No, one person alone cannot end all wars. But one person can refuse to be a soldier in the daily wars of bitterness, cruelty, and indifference. One person can plant seeds of peace, in the home, in the workplace, in the community. One person can choose not to feed the cycle of hate. And when thousands, millions, make that same choice, war loses its teeth.


Peace is not passive. It is active, daily, and demanding. It requires the courage to say no to the easy path of blame, the seductive pull of anger. It requires us to be composed in the center of storms.


A Calming Practice: Finding the Center


Here is a simple but profound daily practice to balance both sides of existence, the chaos and the calm, the storm and the stillness:


1. Sit quietly where you will not be disturbed. Close your eyes.



2. Place one hand on your heart, one on your belly. Breathe in slowly for a count of four, feeling both rise. Exhale for a count of six, feeling the release.



3. As you breathe, picture a storm around you, the noise of war, fear, conflict, worry.

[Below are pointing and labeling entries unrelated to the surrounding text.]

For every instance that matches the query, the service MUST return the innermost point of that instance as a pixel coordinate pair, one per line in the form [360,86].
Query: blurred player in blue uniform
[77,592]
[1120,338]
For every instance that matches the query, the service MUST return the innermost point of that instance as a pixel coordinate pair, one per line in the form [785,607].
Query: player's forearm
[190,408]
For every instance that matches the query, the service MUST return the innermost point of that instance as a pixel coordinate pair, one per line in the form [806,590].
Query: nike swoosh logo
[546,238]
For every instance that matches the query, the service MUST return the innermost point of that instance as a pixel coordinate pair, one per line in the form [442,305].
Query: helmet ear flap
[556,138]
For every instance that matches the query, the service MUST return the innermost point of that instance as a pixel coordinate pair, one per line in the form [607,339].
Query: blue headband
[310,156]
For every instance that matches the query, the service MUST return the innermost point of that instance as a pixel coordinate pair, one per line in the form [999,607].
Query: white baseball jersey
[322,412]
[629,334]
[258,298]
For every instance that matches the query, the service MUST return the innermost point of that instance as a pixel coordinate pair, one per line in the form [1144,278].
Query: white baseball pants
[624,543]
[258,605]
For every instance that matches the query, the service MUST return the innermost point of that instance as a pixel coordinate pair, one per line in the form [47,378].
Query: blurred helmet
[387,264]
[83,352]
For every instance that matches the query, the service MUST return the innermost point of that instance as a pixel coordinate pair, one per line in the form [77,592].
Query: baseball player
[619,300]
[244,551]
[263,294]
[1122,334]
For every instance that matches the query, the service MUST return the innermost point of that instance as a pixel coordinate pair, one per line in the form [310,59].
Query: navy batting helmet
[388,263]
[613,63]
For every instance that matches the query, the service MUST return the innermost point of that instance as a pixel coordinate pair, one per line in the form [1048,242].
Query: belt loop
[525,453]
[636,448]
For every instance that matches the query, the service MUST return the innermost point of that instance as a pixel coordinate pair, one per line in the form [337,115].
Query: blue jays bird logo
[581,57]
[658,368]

4. Now, see yourself in the center of it all, calm, grounded, unshaken. Each exhale releases the storm further away from your body.



5. Repeat silently:

“I am the stillness within the storm. I choose peace within, so I may create peace without.”



6. Continue for at least 5 minutes.



This practice rewires the nervous system to recognize that calm is not the absence of conflict, but a choice we anchor inside ourselves.


We cannot end every war in the world. But we can end the war within ourselves, and from that place, act in integrity, compassion, and courage. Living in peace and dying in peace are not separate, they are one continuous act of how we meet this life.